Gap Analysis: Global Communication
By: Mike • Research Paper • 1,692 Words • November 17, 2009 • 992 Views
Essay title: Gap Analysis: Global Communication
Running head: GAP ANALYSIS: GLOBAL COMMUNICATIONS
Gap Analysis: Global Communications
University of Phoenix
Gap Analysis: Global Communications
This Gap analysis will discuss the issue Global communication is facing, how it was handle and the consequences behind it. Global communication is facing severe economy hardship. The company went from a $28 per share to only $ 11 within three years due to intense competition in the telecommunication market. They are losing their values and the stockholders are extremely unhappy. Global communication competitor, the cable and the local cable company, are offering competitive packages to their customers. They decided to create a plan to cut cost by outsourcing the company to Ireland and India. This plan will cut operating source by 40% and aid in offering more products to its customers. However, the plan did not involve one of the key stakeholders, the technologies workers union, in which brought forth a dilemma that both parties are faced with.
Situation Analysis
Issue and Opportunity Identification
As I explained in table 1, there are several issues facing Global Communication, competition is rising and stock prices are slowly declining. Global communication stock went from a $28 per share to a miserly $11,within three years that is more than a 50% drop. Global communication is facing economic hardship and is in jeopardy of having corrective action taking against, them by the board of directors. Not only is there too much competition in the telecommunication markets, they are now suffering a huge blow from the rapidly growing local telephone and cable companies. The local telephone and cable companies are providing computer, telephone, and television services. Global Communications have always treated their employees with respect, and do not want to ruin that reputation. Consequently, they stop communicating and letting the employees and the union workers know about their crisis and the decisions that would be made regarding the company. Global communication is in fear of going out of business, in order for them to get back in the competition and regain their customers, they’ve made a hasty decision without scanning for other possible solutions or have others input besides the one they already have. Global communication decides on one end state goal without thinking of possible alternatives and that’s were the disagreement and the conflicts took place between parties. "By improving decision making, knowledge management, employee needs and coordination; company can progress and retain the name in the communications industry. Workplace communication has a significant effect on organizational performance (McShane & Glinow, 2005).

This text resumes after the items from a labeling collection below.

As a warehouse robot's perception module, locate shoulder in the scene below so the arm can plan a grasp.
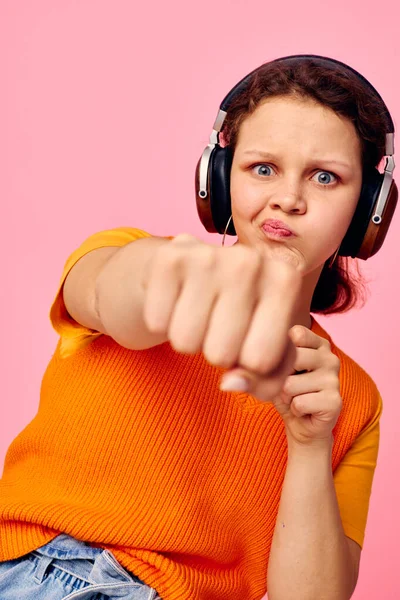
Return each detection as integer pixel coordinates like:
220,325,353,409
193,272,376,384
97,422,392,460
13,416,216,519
313,320,382,422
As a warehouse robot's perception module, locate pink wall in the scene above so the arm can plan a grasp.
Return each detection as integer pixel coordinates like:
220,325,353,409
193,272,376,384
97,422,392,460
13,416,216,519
0,0,400,600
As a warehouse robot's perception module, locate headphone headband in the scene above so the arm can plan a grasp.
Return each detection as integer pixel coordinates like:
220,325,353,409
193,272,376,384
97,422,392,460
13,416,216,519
195,54,398,260
220,54,394,136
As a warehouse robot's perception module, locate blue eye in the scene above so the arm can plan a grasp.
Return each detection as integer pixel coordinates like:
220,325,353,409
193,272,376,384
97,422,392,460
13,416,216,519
253,165,272,177
314,171,337,185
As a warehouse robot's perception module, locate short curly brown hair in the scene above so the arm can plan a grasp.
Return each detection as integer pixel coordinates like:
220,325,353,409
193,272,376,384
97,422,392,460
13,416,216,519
221,57,388,314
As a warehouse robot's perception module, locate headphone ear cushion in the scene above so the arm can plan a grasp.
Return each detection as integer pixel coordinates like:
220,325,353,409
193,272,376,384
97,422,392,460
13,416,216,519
339,169,384,258
209,145,236,235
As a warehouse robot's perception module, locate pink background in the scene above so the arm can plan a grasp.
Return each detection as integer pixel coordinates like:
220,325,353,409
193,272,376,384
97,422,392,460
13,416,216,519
0,0,400,600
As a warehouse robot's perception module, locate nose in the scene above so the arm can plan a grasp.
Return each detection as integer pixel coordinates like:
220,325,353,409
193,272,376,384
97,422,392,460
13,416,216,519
270,182,307,214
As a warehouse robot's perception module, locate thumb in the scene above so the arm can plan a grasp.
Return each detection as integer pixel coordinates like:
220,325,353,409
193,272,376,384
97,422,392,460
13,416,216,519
220,338,296,402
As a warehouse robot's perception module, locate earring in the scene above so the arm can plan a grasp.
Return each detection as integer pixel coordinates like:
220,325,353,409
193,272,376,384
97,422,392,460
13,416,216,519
328,246,340,269
222,215,232,246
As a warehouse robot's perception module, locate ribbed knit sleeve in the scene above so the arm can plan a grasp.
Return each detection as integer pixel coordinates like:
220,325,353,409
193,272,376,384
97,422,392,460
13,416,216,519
50,227,151,358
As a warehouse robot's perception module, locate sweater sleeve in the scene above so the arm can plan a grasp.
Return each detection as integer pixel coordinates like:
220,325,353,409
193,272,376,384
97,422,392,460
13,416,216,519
334,395,382,547
50,227,151,358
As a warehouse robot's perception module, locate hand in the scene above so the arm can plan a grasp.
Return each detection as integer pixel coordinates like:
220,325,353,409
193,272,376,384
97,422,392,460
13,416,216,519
223,325,342,444
143,235,301,398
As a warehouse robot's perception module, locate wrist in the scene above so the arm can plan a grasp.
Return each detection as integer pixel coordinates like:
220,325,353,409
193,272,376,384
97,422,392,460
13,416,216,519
286,431,333,459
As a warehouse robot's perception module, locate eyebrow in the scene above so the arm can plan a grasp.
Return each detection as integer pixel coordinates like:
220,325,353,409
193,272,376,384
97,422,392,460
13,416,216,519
243,150,353,171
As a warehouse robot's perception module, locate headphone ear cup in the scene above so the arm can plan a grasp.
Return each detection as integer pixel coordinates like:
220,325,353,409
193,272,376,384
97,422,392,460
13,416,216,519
339,169,384,258
208,145,236,235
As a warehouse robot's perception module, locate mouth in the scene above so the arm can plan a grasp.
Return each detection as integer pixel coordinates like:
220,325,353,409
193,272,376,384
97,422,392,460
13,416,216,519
261,219,296,239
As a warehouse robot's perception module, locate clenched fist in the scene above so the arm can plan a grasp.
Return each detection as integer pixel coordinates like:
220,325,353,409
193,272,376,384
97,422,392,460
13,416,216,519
143,234,301,398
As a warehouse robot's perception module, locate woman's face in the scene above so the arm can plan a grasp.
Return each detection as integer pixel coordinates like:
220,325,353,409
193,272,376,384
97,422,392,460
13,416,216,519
231,96,362,274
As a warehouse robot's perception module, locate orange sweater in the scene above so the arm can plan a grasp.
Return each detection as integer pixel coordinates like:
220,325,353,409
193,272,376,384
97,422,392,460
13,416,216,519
0,229,381,600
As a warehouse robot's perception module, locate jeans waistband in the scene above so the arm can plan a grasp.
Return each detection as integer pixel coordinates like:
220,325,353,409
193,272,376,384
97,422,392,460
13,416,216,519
33,534,158,600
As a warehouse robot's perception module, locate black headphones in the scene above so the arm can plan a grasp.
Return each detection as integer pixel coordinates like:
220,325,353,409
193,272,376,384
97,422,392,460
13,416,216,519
195,54,398,260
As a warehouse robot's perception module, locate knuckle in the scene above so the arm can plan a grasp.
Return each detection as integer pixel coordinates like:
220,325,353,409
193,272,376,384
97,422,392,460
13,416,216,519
203,347,235,369
290,325,306,344
227,248,261,280
168,330,198,354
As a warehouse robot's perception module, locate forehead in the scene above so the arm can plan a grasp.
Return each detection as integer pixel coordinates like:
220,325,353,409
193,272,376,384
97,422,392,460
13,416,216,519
236,96,361,160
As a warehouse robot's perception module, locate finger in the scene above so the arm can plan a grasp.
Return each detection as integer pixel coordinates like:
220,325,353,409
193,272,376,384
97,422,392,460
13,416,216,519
293,347,323,373
289,325,331,350
282,369,339,398
290,390,343,421
168,266,216,354
203,273,256,369
220,340,295,402
143,247,182,333
239,261,301,375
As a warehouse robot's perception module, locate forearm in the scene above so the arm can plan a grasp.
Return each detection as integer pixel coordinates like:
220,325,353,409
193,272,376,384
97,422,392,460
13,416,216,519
268,442,356,600
94,237,169,350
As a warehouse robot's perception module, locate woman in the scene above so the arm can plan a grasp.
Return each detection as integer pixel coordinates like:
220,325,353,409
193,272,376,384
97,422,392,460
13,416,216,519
0,57,397,600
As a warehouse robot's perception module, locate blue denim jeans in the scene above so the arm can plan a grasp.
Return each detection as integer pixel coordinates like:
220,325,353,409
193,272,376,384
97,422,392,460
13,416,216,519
0,534,159,600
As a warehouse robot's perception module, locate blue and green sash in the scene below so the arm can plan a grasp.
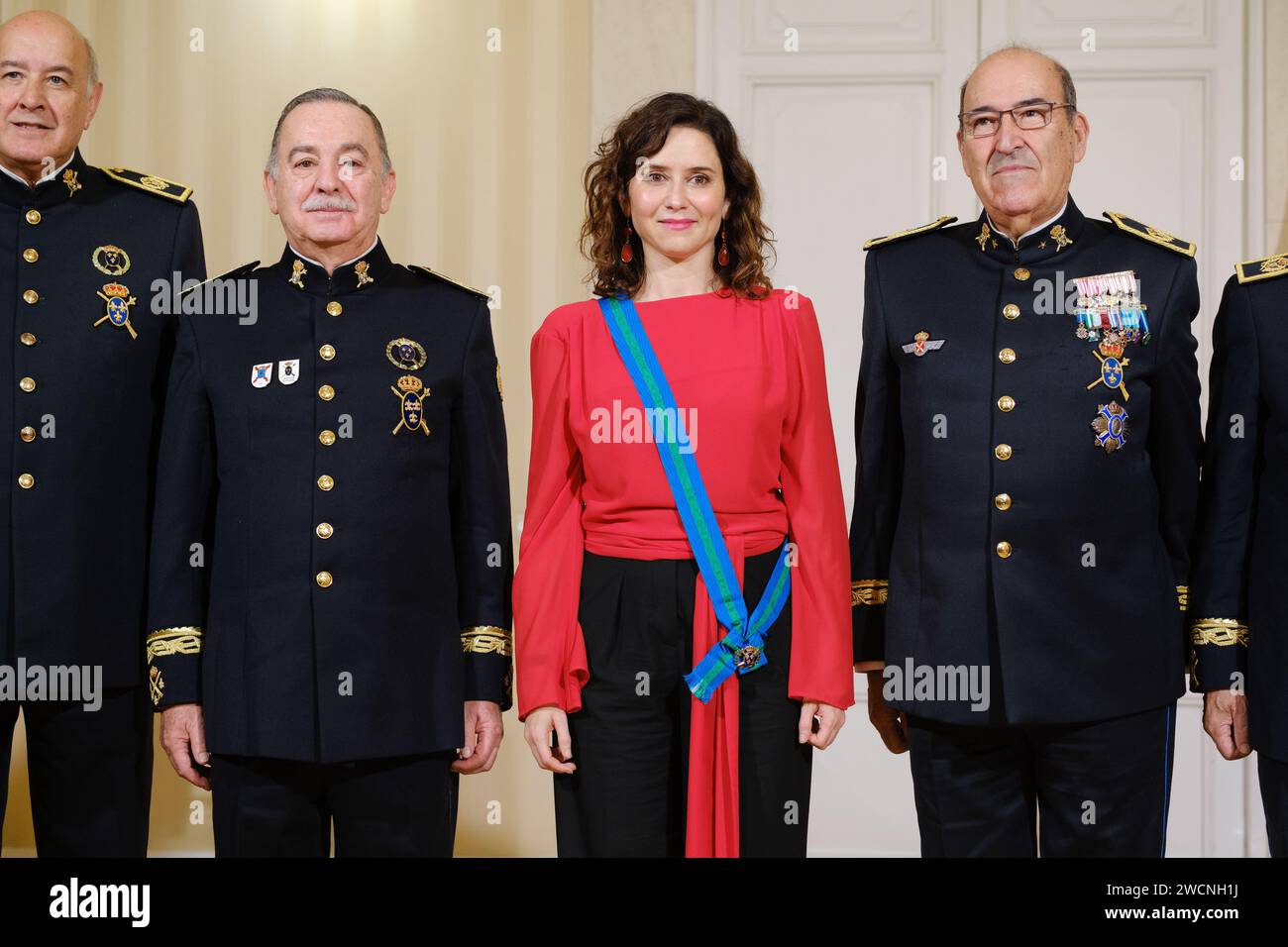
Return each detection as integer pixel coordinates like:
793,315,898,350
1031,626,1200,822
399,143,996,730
599,296,791,703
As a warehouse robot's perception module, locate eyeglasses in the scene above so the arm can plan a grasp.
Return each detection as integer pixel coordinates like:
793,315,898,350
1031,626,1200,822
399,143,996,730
957,102,1076,138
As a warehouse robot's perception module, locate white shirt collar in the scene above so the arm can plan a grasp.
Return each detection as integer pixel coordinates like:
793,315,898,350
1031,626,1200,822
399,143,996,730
286,237,376,269
984,196,1069,246
0,150,76,187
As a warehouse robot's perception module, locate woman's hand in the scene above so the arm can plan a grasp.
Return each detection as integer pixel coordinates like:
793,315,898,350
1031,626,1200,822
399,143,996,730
523,706,577,773
796,701,845,750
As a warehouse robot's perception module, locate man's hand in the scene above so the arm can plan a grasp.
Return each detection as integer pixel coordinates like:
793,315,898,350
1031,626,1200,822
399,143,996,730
868,672,909,753
452,701,505,775
161,703,210,789
1203,690,1252,760
796,701,845,750
523,706,577,773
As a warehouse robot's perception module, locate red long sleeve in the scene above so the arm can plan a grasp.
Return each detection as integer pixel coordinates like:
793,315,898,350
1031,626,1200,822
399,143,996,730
781,294,854,707
514,290,854,719
514,318,589,720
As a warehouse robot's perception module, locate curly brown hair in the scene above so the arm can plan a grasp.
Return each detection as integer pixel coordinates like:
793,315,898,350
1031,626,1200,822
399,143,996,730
581,91,776,299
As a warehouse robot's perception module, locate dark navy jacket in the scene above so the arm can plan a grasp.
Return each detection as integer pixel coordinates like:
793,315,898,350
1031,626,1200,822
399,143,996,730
850,198,1201,724
0,151,206,688
1190,254,1288,760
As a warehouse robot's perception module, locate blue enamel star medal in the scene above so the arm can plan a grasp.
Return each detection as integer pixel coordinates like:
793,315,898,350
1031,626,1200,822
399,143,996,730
1091,401,1130,454
94,282,139,339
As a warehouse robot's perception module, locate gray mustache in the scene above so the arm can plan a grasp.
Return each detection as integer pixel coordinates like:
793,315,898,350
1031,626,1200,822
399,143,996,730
301,194,358,210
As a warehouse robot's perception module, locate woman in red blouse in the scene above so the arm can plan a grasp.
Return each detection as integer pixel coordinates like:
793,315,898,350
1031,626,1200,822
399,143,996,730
514,93,854,857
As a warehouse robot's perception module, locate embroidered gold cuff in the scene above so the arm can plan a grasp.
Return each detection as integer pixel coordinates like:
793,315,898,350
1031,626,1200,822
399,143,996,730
850,579,890,607
461,625,514,657
149,625,201,664
1190,618,1248,647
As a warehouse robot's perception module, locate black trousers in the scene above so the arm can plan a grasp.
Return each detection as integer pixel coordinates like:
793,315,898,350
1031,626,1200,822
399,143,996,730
909,704,1176,858
1257,753,1288,858
0,685,152,858
210,750,459,858
554,552,812,858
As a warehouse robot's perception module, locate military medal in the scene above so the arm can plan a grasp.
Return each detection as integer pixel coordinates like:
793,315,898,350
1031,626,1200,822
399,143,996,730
353,261,376,290
1087,333,1130,401
975,223,992,250
385,339,432,437
90,244,130,275
94,282,139,339
277,359,300,385
1091,401,1129,454
903,329,944,359
1073,269,1150,346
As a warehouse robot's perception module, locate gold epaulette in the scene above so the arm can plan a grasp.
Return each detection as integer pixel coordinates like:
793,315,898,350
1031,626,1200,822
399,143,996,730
1234,254,1288,283
1105,210,1198,257
179,261,259,299
863,217,957,250
407,264,492,299
102,167,192,204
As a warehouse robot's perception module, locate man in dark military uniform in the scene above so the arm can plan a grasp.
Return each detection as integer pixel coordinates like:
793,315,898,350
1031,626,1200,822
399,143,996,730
1190,254,1288,858
149,89,512,856
850,48,1201,856
0,12,205,857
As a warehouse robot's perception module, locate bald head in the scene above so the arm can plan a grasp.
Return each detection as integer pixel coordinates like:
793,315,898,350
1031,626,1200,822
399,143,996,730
0,10,98,89
957,47,1091,240
0,10,103,184
957,46,1078,123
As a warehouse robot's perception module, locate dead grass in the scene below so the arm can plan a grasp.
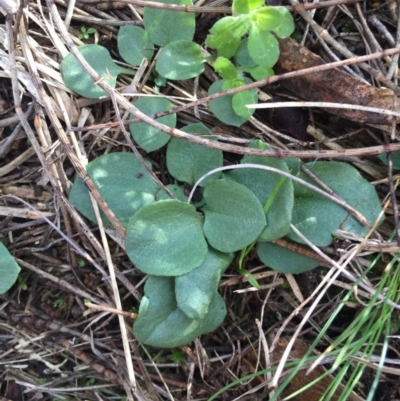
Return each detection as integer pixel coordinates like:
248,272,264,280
0,0,400,401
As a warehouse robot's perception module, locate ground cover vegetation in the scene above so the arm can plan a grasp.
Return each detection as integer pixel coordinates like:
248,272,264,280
0,0,399,400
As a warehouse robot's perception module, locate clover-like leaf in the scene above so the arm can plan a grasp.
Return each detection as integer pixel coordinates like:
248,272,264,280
129,97,176,152
208,78,258,127
202,179,266,252
60,44,126,99
133,276,226,348
69,152,159,228
175,248,233,320
143,0,196,46
225,141,294,241
167,124,223,186
118,25,154,66
0,242,21,294
248,27,279,67
257,242,320,274
125,200,207,276
156,40,205,80
288,162,382,246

Stakeholder Perspectives/Ethical Dilemmas
The stakeholders in this scenario are the technology workers union and the management groups. Both have different values and concepts, but on the other hand they share the same goal, and that is to increase profit for the company. Global Communication finds itself in a hole and must work fast to fix the problem. They have notice the extreme lost in there revenue. The stock price has plunged from a $28 per share three years ago to $11, which is more than 50% percent depreciation. To solve the issue the company have decided to move their call center to Ireland and India, however the problem that occurs is that during this big decision making, they did not include one of the most important group, which is the technology workers union. This group is now threatening to take them to court, because of the decision to lay off most of the workers. These workers are either losing their jobs or receiving a reduction in salary, if they were to go work in those countries. "In most conflicts, more than one issue is at stack and each party values the issues differently. The outcomes available are no longer a fixed-pie divided among all parties. An agreement can be found that is better for both parties than what they would have reached through distributive negotiation. This is an integrative negotiation," (Robert Kreitner & Angelo Kinicki 2004). The ethical dilemma has surface because of this new plan. Global Communication seniors have only communicated the plan with those that share the same idea and want the same thing. They never bothered to see how the others would receive the plan, to be quiet honest with you, I don’t believe managements would have agreed to anything else, because they are aware of the profits they will gain, once they company are moved to Ireland and India.